The role of liver mesenchymal cell populations in porcine serum-induced rat liver fibrosis were studied morphologically and immunohistochemically. Five-week-old rats were intraperitoneally injected with porcine serum twice a week and examined at various intervals between 3 and 24 wk after the initial injection. At an early phase, numbers of fibroblasts and extracellular matrix increased in the walls of central veins and in portal and capsular connective tissues. In the walls of central veins, the number of "second-layer cells" (i.e., the fibroblasts located at the second layer of the wall) increased. Connective tissue septa, accompanying some fibroblasts, extended from these interstitial tissues into the hepatic parenchyma, and their foremost edges came into direct contact with the perisinusoidal stellate cells.

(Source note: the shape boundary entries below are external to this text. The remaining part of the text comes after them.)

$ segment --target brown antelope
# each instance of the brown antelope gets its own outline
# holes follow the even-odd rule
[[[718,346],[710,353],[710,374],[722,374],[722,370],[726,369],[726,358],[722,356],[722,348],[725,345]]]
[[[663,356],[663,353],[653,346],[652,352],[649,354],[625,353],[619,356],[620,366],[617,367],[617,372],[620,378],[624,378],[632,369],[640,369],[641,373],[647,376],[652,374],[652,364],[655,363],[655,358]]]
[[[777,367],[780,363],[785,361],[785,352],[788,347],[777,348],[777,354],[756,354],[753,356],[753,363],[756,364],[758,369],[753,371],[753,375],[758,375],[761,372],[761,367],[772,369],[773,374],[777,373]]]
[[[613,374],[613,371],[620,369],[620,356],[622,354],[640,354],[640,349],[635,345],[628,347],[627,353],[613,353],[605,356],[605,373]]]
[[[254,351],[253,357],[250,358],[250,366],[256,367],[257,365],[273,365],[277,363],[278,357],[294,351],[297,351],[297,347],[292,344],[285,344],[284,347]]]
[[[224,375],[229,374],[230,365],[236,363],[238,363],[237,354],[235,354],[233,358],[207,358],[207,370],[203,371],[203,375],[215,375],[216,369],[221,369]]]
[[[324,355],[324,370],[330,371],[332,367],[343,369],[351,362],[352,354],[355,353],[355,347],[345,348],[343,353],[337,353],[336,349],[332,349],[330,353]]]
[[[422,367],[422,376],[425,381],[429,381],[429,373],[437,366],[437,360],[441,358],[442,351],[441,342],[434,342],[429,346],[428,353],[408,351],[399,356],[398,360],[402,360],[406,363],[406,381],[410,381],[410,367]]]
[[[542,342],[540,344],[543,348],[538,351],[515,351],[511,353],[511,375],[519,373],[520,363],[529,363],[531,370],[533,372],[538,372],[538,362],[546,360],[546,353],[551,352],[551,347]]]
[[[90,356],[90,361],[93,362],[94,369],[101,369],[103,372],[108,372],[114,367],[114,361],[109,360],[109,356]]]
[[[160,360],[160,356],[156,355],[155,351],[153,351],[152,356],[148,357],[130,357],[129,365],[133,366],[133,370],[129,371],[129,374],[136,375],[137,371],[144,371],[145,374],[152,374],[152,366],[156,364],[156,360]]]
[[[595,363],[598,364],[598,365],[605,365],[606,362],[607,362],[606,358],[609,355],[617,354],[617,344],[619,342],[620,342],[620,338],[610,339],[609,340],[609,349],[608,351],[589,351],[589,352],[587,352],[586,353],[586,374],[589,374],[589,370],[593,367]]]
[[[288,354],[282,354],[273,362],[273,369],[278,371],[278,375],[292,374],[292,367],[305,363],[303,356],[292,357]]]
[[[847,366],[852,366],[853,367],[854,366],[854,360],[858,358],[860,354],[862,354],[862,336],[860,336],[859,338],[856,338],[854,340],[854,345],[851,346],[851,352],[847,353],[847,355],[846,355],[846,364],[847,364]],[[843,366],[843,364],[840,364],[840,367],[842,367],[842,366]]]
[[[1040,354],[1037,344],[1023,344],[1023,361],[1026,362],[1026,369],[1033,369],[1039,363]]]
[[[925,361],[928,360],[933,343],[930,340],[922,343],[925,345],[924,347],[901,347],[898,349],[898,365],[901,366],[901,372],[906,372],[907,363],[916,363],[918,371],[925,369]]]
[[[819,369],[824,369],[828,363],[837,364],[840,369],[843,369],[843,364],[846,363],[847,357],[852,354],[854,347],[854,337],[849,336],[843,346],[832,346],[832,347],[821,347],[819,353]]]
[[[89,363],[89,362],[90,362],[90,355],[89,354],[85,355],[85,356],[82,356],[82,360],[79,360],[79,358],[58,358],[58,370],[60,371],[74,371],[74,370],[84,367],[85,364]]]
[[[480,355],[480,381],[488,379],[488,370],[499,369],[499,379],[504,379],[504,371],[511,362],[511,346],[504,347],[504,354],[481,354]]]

The sinusoids adjacent to the newly formed septa collapsed and later disappeared; this process resulted in the formation of hepatic limiting plates along the septa. At a more advanced stage, the interstitial fibroblasts and septal cells-which were derived from interstitial fibroblasts and the stellate cells-increased and became multilayered, constructing three-dimensional cell networks. These networks, together with increased collagen fibrils and elastic fibers, constitute the fibrotic dense connective tissue. In the control rat, smooth muscle cells were positive on vimentin, desmin and smooth muscle-alpha-actin staining. The stellate cells, second-layer cells, capsular and portal fibroblasts were shown to be vimentin and desmin positive and smooth muscle-alpha-actin negative. In the fibrotic liver, septal(fibroblastic) cells were vimentin and desmin positive and smooth muscle-alpha-actin negative. We conclude that not only the perisinusoidal stellate cells but also the interstitial fibroblasts, including the second-layer cells, play substantial role in the development of porcine serum-induced septal fibrosis in rat liver.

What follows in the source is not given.